Une équipe sous la direction du criminologue Serge Brochu vient de recevoir 400 000 $ sur deux ans pour un projet de recherche sur la criminalité et la toxicomanie dans le contexte des alliances de recherche université-communauté (ARUC) mises sur pied par le gouvernement fédéral. Si l'on additionne les 600 000 $ attribués en 2000, cela fait un million de dollars qui auront été consacrés à ce projet.
«Plusieurs jeunes contrevenants dans les centres jeunesse sont aux prises avec des problèmes de drogue, signale M. Brochu, directeur du Centre international de criminologie comparée (CICC). Malheureusement, le personnel n'est pas toujours capable d'en évaluer l'ampleur. C'est le syndrome de la porte tournante: le jeune est envoyé dans un centre de désintoxication, où il n'est pas le bienvenu sous prétexte qu'il relève plutôt des centres traitant les problèmes de santé mentale. Et inversement.»
Entre autres réalisations depuis trois ans, l'équipe du professeur Brochu a élaboré un court questionnaire (le formulaire tient sur deux pages) qui permet au personnel d'évaluer les problèmes du contrevenant. Les centres jeunesse de la région de Québec l'ont adopté et l'utilisent dans leurs interventions. Serge Brochu est également satisfait d'avoir mis en réseau plusieurs intervenants dont la concertation présentait des lacunes avant que débutent les travaux financés par les ARUC.
Changement de mentalités
De façon générale, les criminologues professionnels n'ont pas reçu de formation adéquate pour intervenir auprès des toxicomanes, selon Serge Brochu. Ce dernier est d'ailleurs l'un des rares, au Québec, à avoir consacré sa carrière de chercheur à la relation criminalité-toxicomanie. Professeur à l'École de criminologie depuis 1986, il a suivi le cheminement de nombreux groupes de contrevenants, jeunes ou adultes, qui consommaient des drogues illicites et plusieurs des résultats de ses travaux ont été publiés dans des revues scientifiques.
Selon lui, l'approche criminologique est très différente quand on a affaire à un toxicomane.
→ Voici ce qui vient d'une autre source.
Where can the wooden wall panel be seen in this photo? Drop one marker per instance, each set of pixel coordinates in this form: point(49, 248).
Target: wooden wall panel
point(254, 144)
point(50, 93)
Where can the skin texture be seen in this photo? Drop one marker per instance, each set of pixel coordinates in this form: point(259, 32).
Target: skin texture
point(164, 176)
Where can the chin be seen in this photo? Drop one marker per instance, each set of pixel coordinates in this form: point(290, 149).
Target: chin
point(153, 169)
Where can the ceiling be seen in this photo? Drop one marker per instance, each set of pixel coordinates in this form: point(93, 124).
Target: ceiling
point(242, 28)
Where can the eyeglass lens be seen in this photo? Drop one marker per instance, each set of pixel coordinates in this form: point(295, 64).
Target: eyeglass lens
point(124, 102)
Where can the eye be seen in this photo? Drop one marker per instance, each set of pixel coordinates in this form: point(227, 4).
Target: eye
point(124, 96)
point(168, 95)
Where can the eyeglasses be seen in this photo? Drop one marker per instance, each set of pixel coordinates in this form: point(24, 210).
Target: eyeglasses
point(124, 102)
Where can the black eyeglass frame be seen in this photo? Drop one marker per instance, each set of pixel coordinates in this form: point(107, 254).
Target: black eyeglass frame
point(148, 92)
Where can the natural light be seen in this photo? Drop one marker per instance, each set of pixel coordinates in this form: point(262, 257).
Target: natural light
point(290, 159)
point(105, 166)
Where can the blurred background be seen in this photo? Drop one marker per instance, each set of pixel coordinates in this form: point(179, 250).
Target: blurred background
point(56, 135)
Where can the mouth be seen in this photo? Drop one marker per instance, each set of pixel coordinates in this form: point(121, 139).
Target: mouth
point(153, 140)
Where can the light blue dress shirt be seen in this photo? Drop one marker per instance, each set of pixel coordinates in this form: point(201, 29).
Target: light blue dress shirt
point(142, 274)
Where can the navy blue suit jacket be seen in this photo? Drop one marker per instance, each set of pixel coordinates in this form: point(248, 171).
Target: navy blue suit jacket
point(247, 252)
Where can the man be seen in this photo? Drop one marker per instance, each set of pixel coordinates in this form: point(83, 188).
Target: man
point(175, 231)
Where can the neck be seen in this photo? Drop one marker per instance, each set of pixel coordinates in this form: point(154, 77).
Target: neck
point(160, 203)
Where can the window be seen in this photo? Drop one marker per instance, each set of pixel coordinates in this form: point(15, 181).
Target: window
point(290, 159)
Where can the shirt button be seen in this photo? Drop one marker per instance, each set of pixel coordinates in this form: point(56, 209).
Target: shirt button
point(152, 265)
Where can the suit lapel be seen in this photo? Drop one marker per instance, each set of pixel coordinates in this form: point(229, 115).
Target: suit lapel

Mais il ne faut pas exiger une abstinence complète de la personne avant d'aborder le traitement. «Nous travaillons dans un contexte de réduction des méfaits, non dans un modèle absence totale de consommation», explique-t-il.
La plus répandue des drogues chez les personnes ayant un casier judiciaire est la marijuana, mais la cocaïne et l'héroïne suivent. Pour l'intervenant, les problèmes sont nettement diminués lorsque la personne limite sa consommation. «Un joint par semaine, c'est une consommation maîtrisée, selon nous. Et un héroïnomane qui passe au cannabis, pour nous, c'est une nette évolution.»
Mais le spécialiste ajoute que, dans le cas des drogues dures comme l'héroïne et la cocaïne, la consommation limitée relève de l'utopie. À cause de la nature même de ces drogues, il est difficile d'être raisonnable. «C'est comme si vous étiez follement amoureux et que l'être aimé vous disait: "Nous allons nous voir une fois par semaine".»
Évolution des mentalités
Comme plusieurs spécialistes des drogues, Serge Brochu s'oppose à l'approche répressive. Mais alors qu'il avait autrefois l'impression de prêcher dans le désert, le vent semble avoir tourné. Au Canada, deux comités gouvernementaux ont récemment pris position contre la répression pure et simple: le comité spécial du Sénat sur les drogues illicites et le comité des Communes sur la consommation médicale des drogues ou médicaments. Le président du premier, Pierre Claude Nolin, vient d'ailleurs de publier une synthèse des travaux de son comité aux Presses de l'Université de Montréal, qui favorisent la légalisation des drogues douces. Ceux du second comité tendent vers la décriminalisation.
Peu courante dans les universités, la recherche en partenariat avec les organismes communautaires exige beaucoup de temps. L'équipe de Serge Brochu travaille avec six organismes: la Fédération des centres de réadaptation pour personnes alcooliques et autres toxicomanes du Québec, Diogène (qui intervient auprès des personnes judiciarisées atteintes de maladie mentale et de toxicomanie), la Régie régionale de la santé et des services sociaux de la région de Québec, le centre Dollard-Cormier, l'Association des centres jeunesse du Québec et le Centre hospitalier Louis-Hippolyte-Lafontaine.
Pour Serge Brochu, la première partie des ARUC a montré la pertinence d'un tel projet. Malheureusement, les 400 000 $ qui viennent d'être accordés à son équipe constituent une subvention terminale pour le Conseil de recherches en sciences humaines. S'ils veulent poursuivre l'expérience, les chercheurs devront trouver d'autres sources de financement. «Et ce, au moment où de nouveaux partenaires nous faisaient connaître leur intérêt de se joindre à nous», soupire le directeur du CICC.